In der Elektronik-Szene ist der Umgang mit KI schon länger alltäglich: Eine ganze Reihe an Audiosoftware zur Klangverbesserung basiert auf KI-Algorithmen. 2023 setzte sich hier aber auch der kreative Einsatz von KI durch. Der britische Producer patten hat mit Hilfe von KI eine Menge Songs generiert und dabei so etwas wie einen eigenen Stil zu entwickeln. Seine mit KI generierten Beats und Gesangslinien klingen bewusst künstlich, schlierenhaft und lo-fi.

Holly Herndon – "Jolene (feat. Holly+)"

Auch wenn KI im Jahr 2023 einen Riesenhype in der Musikindustrie erfahren hat, sind wesentliche Fragen weiterhin ungeklärt. Eine der größten: Wie werden Musiker.innen eigentlich dafür entschädigt, dass KI-Algorithmen von ihren Songs lernen, wie man Musik macht?
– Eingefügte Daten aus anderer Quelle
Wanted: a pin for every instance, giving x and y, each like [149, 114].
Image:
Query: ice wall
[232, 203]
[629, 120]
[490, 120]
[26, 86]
Die US-Producerin Holly Herndon und ihr Partner Mat Dryhurst haben schon vor Jahren damit begonnen, diese Fragen zu diskutieren und führen mittlerweile eine Doppelexistenz als Künstler:innen und KI-Theoretiker:innen, u.a. in ihrem Podcast "Interdependence" (interpendence.fm). Wegen Familiennachwuchs haben die beiden 2023 zwar keine Musik veröffentlicht, aber ihre Expertise über die künstlerischen und sozialen Implikationen von KI wurde international wahrgenommen - vom New Yorker Magazin bis zum EU-Parlament.